Lighting. Decorative LED lights are available in various holiday shapes and colors. In addition to having a much longer lifespan than standard lights, LEDs also reduce fire risks because they stay cool to the touch. "This would be one of the areas where you might spend a little more upfront, but save in the long run." Want to be even greener? Use light-sensor timers to turn your lights on and off.
Consumable gifts. Consider giving the gift of services instead, or goods that can be consumed. Some ideas include massages, pedicures, tickets to sporting events, or gift certificates for restaurants. Other options would be to give consumable gifts that keep on giving all year long like a membership to a Wine of the Month Club or a monthly delivery of seasonal fruits grown locally. Says DeLongpré Johnston: "It doesn't mean you have to be any less generous."
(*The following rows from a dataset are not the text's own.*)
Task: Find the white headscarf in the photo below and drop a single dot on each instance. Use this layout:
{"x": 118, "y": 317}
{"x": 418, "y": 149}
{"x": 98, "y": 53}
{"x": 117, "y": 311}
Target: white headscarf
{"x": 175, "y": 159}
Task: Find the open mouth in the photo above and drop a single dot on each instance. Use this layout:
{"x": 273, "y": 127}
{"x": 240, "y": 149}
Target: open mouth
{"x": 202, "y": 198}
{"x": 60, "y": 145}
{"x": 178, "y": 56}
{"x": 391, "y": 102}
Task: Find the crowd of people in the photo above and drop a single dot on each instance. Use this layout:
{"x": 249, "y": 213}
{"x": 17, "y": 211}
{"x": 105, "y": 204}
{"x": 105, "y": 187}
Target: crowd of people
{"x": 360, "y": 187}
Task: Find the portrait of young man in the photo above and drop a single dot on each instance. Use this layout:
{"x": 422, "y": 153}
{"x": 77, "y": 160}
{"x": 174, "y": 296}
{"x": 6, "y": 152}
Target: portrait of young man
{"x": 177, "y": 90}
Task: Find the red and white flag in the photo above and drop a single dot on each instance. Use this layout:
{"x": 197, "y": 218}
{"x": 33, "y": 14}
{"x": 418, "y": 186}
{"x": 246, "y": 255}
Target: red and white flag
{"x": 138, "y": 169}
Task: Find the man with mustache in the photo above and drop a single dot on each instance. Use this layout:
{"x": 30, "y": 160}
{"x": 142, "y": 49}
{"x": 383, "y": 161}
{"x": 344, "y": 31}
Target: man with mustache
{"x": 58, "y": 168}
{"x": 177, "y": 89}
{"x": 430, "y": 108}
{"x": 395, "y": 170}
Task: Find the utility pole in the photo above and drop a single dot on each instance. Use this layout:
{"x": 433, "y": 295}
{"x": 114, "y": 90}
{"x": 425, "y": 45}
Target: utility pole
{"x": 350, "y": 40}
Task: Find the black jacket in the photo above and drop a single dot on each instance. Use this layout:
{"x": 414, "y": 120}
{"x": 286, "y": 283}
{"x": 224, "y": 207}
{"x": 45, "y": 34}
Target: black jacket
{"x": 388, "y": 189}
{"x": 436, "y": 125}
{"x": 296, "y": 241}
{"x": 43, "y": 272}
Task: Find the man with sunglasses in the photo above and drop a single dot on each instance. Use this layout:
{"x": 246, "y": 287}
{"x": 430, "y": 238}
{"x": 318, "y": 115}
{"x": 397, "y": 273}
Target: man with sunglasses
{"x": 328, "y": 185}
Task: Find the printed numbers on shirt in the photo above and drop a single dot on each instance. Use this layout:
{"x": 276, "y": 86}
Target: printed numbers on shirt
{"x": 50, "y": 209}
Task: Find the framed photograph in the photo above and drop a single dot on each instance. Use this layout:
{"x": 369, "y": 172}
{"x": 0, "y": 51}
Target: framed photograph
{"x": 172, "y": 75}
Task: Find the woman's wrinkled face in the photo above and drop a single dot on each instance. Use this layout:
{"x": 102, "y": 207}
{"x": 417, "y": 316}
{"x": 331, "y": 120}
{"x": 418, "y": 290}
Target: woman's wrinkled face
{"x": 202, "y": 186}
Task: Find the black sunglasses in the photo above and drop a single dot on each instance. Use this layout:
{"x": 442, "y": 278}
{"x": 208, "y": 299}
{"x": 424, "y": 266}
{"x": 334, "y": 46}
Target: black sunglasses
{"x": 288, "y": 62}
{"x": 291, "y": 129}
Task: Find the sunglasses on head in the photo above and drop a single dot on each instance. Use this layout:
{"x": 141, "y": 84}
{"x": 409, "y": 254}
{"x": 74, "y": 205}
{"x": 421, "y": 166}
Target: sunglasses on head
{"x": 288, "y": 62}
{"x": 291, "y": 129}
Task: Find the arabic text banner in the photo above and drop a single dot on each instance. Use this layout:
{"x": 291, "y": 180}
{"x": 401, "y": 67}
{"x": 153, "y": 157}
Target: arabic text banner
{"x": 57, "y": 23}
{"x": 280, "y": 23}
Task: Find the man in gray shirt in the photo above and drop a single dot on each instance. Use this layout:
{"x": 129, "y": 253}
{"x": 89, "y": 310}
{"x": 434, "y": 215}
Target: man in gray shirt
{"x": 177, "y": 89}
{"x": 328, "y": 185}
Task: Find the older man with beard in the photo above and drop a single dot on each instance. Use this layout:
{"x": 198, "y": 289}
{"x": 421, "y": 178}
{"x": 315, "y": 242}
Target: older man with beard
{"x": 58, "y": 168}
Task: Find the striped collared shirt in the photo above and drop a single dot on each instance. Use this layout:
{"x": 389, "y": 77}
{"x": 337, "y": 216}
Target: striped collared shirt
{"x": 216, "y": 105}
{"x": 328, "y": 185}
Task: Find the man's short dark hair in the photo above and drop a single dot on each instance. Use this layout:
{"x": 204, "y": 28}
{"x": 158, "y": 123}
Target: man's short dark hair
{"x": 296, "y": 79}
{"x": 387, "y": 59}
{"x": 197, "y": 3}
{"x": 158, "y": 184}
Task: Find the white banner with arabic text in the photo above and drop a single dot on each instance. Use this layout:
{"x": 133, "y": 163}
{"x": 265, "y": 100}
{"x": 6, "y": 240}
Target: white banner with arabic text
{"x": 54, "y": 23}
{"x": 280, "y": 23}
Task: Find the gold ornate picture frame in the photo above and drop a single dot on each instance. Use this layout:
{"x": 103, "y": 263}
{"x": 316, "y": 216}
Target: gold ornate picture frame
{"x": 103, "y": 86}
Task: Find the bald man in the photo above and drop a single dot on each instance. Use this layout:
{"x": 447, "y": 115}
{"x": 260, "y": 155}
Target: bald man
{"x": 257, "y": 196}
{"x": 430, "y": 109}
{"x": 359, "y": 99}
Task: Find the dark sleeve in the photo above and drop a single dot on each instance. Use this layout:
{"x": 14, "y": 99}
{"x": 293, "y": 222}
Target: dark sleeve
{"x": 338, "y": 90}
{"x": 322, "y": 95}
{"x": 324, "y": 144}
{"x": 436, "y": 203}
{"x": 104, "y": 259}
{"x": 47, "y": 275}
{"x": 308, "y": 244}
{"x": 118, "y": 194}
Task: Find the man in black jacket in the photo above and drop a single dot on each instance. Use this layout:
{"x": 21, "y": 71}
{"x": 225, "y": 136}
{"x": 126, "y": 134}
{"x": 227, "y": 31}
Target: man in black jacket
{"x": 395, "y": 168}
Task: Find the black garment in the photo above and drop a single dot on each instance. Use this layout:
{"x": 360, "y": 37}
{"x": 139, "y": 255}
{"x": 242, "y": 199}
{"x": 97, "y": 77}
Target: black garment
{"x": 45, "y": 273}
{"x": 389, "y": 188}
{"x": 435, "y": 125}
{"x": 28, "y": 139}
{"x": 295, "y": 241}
Make a donation in someone's name. Whether you donate a flock of chicks to support a hungry family through Heifer International or fund the planting of trees through American Forest, you will be giving a gift that gives back and helps preserve the environment at the same time.
Give the gift of time. Schedule time with friends and family for cookie exchanges or other holiday events. "We do have the ability as individuals and families to bring whatever intention to this season that we want," DeLongpré Johnston says. "So we can share meals and share time with one another, and if we'd like to give each other gifts, we can do that, too."
Treecyle. If you have a cut tree, check with your local municipality to find out when they will pick it up for recycling. Fortunately, you'll be in good company. More than 30 million real Christmas trees are sold in the United States each year, but more than 90 percent are being recycled for mulch or chipped and used in parks and other public spaces.